VA Store Owners Halt Lottery Sales in Protest to Skill Game Legislation

Virginia convenience store owners halted Virginia Lottery sales in protest to amendments demanded by Governor Glenn Youngkin in a bill to legalize and regulate skill games.

VA Store Owners Halt Lottery Sales in Protest to Skill Game Legislation

Nearly 500 convenience store owners across Virginia staged a protest April 15 in which they simultaneously stopped selling Virginia Lottery tickets in protest of Governor Glenn Youngkin’s amendments to a bill passed by the legislature to legalize and regulate so-called skill games.

The legislature had sent a bill to the governor’s desk that contained few restrictions on how and where the slot-like games would be allowed.

Instead of signing or vetoing the legislation, Youngkin exercised his option under the law to send the bill back to the legislature with amendments. Should the legislature fail to vote for the amended bill, it would kill it for the year.

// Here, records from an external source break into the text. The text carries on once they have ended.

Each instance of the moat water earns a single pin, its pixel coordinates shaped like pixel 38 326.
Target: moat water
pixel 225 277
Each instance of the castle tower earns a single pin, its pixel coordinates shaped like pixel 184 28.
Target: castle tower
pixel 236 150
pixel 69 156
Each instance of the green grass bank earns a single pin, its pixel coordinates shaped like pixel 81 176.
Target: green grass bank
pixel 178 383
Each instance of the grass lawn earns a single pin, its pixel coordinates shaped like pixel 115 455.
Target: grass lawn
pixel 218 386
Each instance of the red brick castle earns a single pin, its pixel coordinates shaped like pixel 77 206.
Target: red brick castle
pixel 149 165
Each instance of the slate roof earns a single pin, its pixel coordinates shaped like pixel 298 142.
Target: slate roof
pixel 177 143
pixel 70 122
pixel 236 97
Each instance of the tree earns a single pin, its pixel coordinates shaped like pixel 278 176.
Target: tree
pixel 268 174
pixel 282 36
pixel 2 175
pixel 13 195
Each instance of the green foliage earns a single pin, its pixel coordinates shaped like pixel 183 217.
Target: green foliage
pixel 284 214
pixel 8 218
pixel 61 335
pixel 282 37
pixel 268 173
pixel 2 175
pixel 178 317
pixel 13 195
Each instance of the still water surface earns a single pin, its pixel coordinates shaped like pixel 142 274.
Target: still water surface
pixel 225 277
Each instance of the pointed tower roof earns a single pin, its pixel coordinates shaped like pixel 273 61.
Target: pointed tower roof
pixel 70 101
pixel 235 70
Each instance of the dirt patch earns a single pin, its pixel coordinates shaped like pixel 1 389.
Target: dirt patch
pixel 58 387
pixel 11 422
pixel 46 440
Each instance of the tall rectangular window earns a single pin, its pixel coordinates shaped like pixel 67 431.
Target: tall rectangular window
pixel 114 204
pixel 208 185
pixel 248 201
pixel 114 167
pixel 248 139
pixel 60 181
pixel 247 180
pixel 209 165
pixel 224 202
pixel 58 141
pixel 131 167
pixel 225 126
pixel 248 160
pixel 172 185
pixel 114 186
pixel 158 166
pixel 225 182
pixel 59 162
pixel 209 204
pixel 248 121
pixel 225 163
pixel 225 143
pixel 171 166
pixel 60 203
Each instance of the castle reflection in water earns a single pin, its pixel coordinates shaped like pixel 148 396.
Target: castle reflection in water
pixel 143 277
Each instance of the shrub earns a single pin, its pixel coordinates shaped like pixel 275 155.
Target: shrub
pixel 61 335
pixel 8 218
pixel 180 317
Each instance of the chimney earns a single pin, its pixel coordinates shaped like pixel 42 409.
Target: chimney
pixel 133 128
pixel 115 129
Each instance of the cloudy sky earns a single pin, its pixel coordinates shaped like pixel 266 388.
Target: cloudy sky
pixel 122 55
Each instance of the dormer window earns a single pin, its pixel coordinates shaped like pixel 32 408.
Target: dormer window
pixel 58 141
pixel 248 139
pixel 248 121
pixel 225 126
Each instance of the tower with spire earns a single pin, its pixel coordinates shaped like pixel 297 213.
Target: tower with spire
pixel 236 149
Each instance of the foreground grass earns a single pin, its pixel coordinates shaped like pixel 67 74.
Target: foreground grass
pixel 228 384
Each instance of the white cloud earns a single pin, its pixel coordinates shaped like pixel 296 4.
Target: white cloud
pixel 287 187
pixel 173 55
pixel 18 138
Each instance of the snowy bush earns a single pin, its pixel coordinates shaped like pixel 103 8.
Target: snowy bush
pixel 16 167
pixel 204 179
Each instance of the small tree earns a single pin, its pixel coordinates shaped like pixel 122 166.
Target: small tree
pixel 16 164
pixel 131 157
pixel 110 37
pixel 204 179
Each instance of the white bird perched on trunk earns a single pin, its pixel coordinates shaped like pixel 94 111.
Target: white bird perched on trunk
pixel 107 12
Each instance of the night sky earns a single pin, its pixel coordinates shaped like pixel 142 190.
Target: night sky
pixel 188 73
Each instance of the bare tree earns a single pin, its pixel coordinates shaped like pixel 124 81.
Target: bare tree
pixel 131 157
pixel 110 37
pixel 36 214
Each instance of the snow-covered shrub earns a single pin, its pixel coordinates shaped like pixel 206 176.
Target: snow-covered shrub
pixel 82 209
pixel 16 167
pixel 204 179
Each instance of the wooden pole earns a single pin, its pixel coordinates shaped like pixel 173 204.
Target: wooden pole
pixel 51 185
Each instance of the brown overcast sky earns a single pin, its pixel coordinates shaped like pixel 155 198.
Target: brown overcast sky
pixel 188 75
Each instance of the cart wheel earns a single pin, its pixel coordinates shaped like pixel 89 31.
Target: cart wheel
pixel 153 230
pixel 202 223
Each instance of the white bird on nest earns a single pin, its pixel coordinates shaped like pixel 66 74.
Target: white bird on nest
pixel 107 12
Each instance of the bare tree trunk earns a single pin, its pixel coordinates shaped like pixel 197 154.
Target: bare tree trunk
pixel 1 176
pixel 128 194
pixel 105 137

The restrictions objected to by the convenience store owners, led by the Virginia Merchants and Amusement Coalition, would give local governments or voters to ban the skill machines, would create stricter regulations to prevent underage gambling, and would raise the tax on skill game revenues to 35 percent.

The store owners complain that this would render the games economically unviable in many areas, providing local voters permitted them.

After a ban on the skill machines was approved and enacted last fall, forcing skill-game operators to shut the machines down, merchants who had depended on revenues from the games launched the effort that resulted in bills this year in both chambers of the legislature to legalize and regulate the machines. Youngkin had stated publicly that he had problems with both bills.